San Pedro que no era Papa, ni tenía pretensiones de serlo, que jamás conoció título o rango semejante, ni ostentaba jefatura alguna sobre los demás Apóstoles, menos aún, infalibilidad, aceptó humildemente la opinión de San Pablo y cambió su postura respecto a los gentiles: éstos ya no tenían que hacerse judíos antes de ser aceptados como cristianos. 
               Con un “Papa infalible”, en aquellos tiempos, no existiría la Iglesia Cristiana sino como una Secta Judía, como era la primitiva posición de San Pedro, Santiago y los Judaizantes respecto a los gentiles en la Iglesia primitiva. En el Primer Concilio Apostólico de Jerusalén, fue el Apóstol Santiago, el Jefe de dicha Iglesia, quien presidió y promulgó las decisiones del Concilio estando presente San Pedro, el “Primer Papa”, como dicen los romanistas. [4]
           En los Concilios sucesivos de la Iglesia es el Emperador el que preside y promulga sus acuerdos o sus delegados, no el Obispo de Roma ni sus delegados.
           En una de las Epístolas (Efes. 4:11) San Pablo enumera varios oficios en la Iglesia, apóstoles, evangelistas, profetas, maestros,  pero nunca menciona oficio alguno, que tenga la menor semejanza con el de Papa. Si es verdad que San Pedro era el Papa, “Príncipe” de los Apóstoles, Vicario de Cristo y Sumo Pontífice, al parecer él no lo sabía, y los escritores del Nuevo Testamento tampoco, porque jamás le atribuyen ni superioridad ni el título de Papa o de Sumo Pontífice, o Vicario de Cristo u otros títulos extraordinarios y extravagantes con respecto a su pares, los demás Apóstoles. El Vicario de Cristo en la tierra, es decir quien lo representa, que eso quiere decir la palabra “vicario”, no es ningún hombre, ni Papa ni obispo o sacerdote, sino el Espíritu Santo[5], que asiste a la Iglesia desde todos los tiempos y que se manifiesta en la Comunión de los Obispos católicos de todo el mundo.
            En el siglo segundo surgió una disputa en relación con la observan­cia del día de Pascua de Resurrección.
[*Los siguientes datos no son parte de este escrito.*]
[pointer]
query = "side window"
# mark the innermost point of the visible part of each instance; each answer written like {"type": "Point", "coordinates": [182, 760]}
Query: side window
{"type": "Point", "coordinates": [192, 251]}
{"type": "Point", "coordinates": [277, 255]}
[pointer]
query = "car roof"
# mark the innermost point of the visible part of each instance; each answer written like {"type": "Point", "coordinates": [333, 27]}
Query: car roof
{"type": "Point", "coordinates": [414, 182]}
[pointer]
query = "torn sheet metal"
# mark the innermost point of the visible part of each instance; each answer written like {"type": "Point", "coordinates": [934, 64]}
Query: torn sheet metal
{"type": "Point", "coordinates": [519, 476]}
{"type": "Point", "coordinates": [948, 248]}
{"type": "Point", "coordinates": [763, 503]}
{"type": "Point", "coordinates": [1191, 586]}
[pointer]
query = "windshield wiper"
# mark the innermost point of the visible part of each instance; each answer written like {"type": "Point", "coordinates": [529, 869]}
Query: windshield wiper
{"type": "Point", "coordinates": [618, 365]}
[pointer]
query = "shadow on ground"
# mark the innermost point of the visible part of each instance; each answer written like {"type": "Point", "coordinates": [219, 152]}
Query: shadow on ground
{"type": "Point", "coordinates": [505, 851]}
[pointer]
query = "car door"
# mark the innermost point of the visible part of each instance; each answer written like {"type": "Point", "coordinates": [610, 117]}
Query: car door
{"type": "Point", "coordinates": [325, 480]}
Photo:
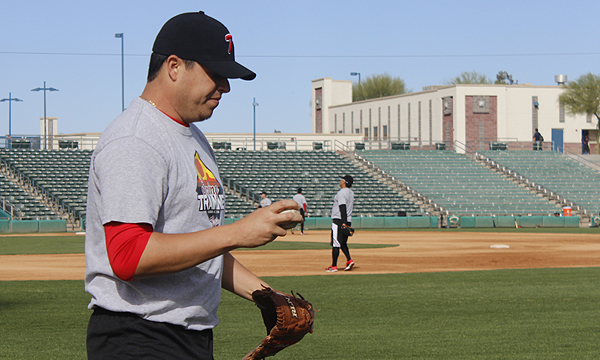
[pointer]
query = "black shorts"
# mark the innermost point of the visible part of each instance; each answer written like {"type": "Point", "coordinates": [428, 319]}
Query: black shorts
{"type": "Point", "coordinates": [126, 336]}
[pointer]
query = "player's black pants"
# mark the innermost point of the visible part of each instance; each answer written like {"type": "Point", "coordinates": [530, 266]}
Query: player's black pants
{"type": "Point", "coordinates": [303, 217]}
{"type": "Point", "coordinates": [126, 336]}
{"type": "Point", "coordinates": [339, 240]}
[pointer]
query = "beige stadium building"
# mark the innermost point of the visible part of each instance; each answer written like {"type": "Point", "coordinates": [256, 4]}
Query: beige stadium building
{"type": "Point", "coordinates": [460, 117]}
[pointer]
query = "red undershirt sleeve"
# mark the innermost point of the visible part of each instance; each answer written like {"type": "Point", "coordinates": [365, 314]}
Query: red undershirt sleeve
{"type": "Point", "coordinates": [125, 244]}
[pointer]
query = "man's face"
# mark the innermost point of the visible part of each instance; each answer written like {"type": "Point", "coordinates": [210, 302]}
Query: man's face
{"type": "Point", "coordinates": [199, 93]}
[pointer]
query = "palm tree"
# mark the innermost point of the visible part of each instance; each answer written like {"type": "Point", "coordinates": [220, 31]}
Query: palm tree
{"type": "Point", "coordinates": [582, 96]}
{"type": "Point", "coordinates": [376, 86]}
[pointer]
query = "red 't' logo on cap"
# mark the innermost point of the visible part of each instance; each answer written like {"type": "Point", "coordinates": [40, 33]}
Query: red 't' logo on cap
{"type": "Point", "coordinates": [229, 39]}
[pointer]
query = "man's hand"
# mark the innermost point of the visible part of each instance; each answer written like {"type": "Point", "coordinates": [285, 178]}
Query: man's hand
{"type": "Point", "coordinates": [264, 225]}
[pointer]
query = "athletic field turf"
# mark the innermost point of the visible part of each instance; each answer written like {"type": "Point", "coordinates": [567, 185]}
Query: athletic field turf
{"type": "Point", "coordinates": [549, 313]}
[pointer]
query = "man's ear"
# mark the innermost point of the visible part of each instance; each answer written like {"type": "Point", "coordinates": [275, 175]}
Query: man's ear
{"type": "Point", "coordinates": [173, 65]}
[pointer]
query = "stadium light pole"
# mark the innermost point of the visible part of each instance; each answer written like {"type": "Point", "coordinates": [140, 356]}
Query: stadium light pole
{"type": "Point", "coordinates": [10, 100]}
{"type": "Point", "coordinates": [254, 105]}
{"type": "Point", "coordinates": [120, 35]}
{"type": "Point", "coordinates": [45, 126]}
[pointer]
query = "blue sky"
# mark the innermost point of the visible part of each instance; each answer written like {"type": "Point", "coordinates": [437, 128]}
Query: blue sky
{"type": "Point", "coordinates": [72, 46]}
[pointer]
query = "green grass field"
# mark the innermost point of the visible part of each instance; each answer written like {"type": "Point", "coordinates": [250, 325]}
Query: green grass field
{"type": "Point", "coordinates": [500, 314]}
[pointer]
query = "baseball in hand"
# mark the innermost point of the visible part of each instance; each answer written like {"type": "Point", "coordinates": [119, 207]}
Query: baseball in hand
{"type": "Point", "coordinates": [289, 224]}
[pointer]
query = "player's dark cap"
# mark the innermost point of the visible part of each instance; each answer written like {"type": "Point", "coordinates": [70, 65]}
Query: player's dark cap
{"type": "Point", "coordinates": [196, 36]}
{"type": "Point", "coordinates": [348, 179]}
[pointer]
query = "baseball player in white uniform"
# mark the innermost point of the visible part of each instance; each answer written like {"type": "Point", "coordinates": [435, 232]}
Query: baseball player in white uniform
{"type": "Point", "coordinates": [301, 201]}
{"type": "Point", "coordinates": [341, 217]}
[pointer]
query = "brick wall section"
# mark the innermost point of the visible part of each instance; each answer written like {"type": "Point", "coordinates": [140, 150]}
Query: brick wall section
{"type": "Point", "coordinates": [490, 121]}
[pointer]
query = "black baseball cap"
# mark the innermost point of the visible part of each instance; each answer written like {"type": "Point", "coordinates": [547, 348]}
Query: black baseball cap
{"type": "Point", "coordinates": [348, 179]}
{"type": "Point", "coordinates": [196, 36]}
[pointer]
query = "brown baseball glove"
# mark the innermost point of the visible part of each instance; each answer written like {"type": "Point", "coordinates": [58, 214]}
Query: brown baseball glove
{"type": "Point", "coordinates": [287, 318]}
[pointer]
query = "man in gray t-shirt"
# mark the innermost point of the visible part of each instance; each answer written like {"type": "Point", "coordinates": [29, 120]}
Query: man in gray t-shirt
{"type": "Point", "coordinates": [341, 218]}
{"type": "Point", "coordinates": [157, 252]}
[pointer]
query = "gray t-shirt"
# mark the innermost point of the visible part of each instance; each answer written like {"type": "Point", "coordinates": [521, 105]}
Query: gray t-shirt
{"type": "Point", "coordinates": [149, 169]}
{"type": "Point", "coordinates": [343, 197]}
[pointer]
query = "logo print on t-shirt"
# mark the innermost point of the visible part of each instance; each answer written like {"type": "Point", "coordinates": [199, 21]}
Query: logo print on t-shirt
{"type": "Point", "coordinates": [210, 192]}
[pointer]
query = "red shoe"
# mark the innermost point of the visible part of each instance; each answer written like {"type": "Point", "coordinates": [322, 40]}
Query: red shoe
{"type": "Point", "coordinates": [349, 265]}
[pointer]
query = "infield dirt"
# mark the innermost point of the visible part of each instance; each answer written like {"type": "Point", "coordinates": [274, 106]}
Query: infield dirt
{"type": "Point", "coordinates": [411, 251]}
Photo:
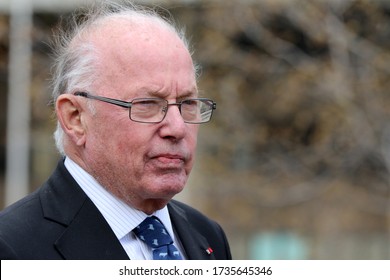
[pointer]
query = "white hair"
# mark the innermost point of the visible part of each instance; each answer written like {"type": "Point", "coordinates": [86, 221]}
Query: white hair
{"type": "Point", "coordinates": [75, 64]}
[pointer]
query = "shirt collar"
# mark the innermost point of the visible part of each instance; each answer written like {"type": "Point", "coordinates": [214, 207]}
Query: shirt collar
{"type": "Point", "coordinates": [121, 217]}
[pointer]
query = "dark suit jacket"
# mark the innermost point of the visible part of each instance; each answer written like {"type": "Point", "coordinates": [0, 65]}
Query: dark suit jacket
{"type": "Point", "coordinates": [59, 221]}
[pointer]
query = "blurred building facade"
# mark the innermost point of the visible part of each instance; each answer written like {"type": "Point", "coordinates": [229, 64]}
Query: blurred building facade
{"type": "Point", "coordinates": [296, 162]}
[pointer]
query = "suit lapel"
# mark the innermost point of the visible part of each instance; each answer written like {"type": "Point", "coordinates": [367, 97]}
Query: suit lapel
{"type": "Point", "coordinates": [194, 244]}
{"type": "Point", "coordinates": [86, 233]}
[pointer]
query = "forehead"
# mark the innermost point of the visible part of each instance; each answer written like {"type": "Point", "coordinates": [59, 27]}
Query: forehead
{"type": "Point", "coordinates": [141, 52]}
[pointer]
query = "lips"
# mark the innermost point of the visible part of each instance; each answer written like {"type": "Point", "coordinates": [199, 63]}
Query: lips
{"type": "Point", "coordinates": [168, 160]}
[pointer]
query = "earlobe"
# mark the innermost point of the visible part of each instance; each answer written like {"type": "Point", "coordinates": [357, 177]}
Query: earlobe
{"type": "Point", "coordinates": [69, 114]}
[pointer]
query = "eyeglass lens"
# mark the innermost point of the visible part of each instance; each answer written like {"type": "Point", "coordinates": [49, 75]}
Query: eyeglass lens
{"type": "Point", "coordinates": [153, 110]}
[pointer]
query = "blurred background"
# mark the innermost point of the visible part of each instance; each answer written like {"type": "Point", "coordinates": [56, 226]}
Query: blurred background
{"type": "Point", "coordinates": [295, 163]}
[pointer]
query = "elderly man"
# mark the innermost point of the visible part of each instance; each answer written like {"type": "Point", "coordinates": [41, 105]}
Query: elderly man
{"type": "Point", "coordinates": [128, 112]}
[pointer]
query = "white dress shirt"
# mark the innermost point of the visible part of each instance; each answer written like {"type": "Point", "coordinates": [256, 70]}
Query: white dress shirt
{"type": "Point", "coordinates": [120, 216]}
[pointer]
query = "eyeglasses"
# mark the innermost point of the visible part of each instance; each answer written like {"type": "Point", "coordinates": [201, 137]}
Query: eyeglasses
{"type": "Point", "coordinates": [154, 110]}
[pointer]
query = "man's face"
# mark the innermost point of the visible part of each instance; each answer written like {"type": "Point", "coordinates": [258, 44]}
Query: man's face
{"type": "Point", "coordinates": [143, 164]}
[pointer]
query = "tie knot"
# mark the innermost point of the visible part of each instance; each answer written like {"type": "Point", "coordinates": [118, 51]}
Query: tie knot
{"type": "Point", "coordinates": [153, 233]}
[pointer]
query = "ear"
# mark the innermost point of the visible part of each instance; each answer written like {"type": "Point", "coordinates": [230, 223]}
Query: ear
{"type": "Point", "coordinates": [70, 115]}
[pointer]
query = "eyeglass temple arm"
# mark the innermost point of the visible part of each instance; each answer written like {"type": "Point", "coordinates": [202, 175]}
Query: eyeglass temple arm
{"type": "Point", "coordinates": [117, 102]}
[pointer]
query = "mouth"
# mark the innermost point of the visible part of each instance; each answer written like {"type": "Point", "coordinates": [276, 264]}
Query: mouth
{"type": "Point", "coordinates": [169, 159]}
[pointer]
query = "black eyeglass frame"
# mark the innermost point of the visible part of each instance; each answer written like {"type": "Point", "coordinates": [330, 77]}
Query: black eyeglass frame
{"type": "Point", "coordinates": [128, 105]}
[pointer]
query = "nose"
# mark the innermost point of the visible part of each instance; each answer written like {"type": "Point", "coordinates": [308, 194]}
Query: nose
{"type": "Point", "coordinates": [173, 126]}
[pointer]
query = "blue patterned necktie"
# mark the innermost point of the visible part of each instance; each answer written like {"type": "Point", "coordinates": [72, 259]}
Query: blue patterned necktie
{"type": "Point", "coordinates": [154, 234]}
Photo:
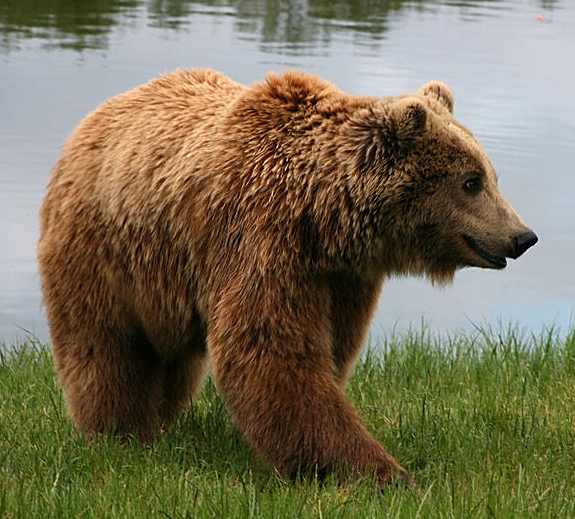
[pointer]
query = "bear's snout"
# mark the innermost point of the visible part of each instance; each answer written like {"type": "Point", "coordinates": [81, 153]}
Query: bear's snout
{"type": "Point", "coordinates": [523, 242]}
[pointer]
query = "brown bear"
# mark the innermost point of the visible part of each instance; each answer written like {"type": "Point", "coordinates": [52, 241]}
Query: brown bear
{"type": "Point", "coordinates": [195, 221]}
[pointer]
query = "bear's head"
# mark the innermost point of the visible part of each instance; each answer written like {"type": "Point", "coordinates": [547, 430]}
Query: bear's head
{"type": "Point", "coordinates": [440, 206]}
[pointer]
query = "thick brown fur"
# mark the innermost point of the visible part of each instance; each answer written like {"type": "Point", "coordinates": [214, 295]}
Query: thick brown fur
{"type": "Point", "coordinates": [195, 219]}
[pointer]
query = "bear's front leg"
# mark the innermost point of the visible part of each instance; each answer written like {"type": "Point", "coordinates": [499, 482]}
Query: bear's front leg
{"type": "Point", "coordinates": [272, 358]}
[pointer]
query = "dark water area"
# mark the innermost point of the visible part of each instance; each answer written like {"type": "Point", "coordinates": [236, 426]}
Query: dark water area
{"type": "Point", "coordinates": [511, 65]}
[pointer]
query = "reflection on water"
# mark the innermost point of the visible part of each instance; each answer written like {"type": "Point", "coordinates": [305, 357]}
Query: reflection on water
{"type": "Point", "coordinates": [87, 24]}
{"type": "Point", "coordinates": [507, 61]}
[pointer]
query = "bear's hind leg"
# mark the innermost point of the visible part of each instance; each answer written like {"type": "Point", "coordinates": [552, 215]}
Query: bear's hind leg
{"type": "Point", "coordinates": [112, 383]}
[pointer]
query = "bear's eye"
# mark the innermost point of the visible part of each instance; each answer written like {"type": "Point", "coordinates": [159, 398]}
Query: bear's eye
{"type": "Point", "coordinates": [472, 186]}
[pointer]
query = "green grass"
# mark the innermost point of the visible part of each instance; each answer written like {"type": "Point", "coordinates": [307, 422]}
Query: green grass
{"type": "Point", "coordinates": [484, 422]}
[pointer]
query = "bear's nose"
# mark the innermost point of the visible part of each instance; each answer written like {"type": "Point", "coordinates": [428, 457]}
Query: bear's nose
{"type": "Point", "coordinates": [523, 242]}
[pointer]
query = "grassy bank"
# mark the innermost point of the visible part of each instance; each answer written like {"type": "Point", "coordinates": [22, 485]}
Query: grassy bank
{"type": "Point", "coordinates": [484, 423]}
Un método distinto de calcularlo en el Oriente, fue la causa de que dicha fiesta se observara en un día fijo, el cual podía ser o no ser domingo. En el Occidente, siempre se obser­vaba en domingo. Esta cuestión fue discutida amistosamente en los pri­meros tiempos, pero cuando Víctor I fue elegido Obispo de Roma pre­sumió que podía imponer sus opiniones sobre la Iglesia Oriental. Pero sur­gió enseguida una protesta inmediata, contra tal apropiación de autoridad sin precedentes, y Víctor I respondió, excomulgando a los cristianos orien­tales. San Ireneo, Obispo de Lyons, aunque era Obispo de una diócesis occidental, no tardó en enviar a Víctor I una vigorosa protesta y mientras tanto la Iglesia Oriental, siguió serenamente su camino de costumbre, sin preocuparse en lo más mínimo de la excomunión romana. La diferencia continuó por más de un siglo, hasta que fue allanada por el Concilio de Nicea en forma satisfactoria para la Iglesia.
                Como a mediados del siglo III, tuvo lugar otra disputa entre San Cipriano, Obispo de Cartago, y Esteban, Obispo de Roma. La disputa tuvo por origen el rebautizo de los herejes, y muchos de los obispos del Asia Menor se vieron envueltos en la discusión. En este caso, San Cipriano, era también un Obispo occidental, pero fue el defensor principal de los que opinaban dis­tinto a Roma. El Papa Esteban perdió completamente la compostura y respondió a San Cipriano con insultos de "falso Cristo, falso apóstol, y obrero engañador", y procedió a blandir la espada de la excomunión. Lejos de aceptar tal deci­sión, San Cipriano le escribió como a un igual, censurándole algunos puntos y resistiéndole en otros. La controversia se calmó con la muerte de  Esteban, mientras que el invencible San Cipriano fue canonizado por un Papa posterior.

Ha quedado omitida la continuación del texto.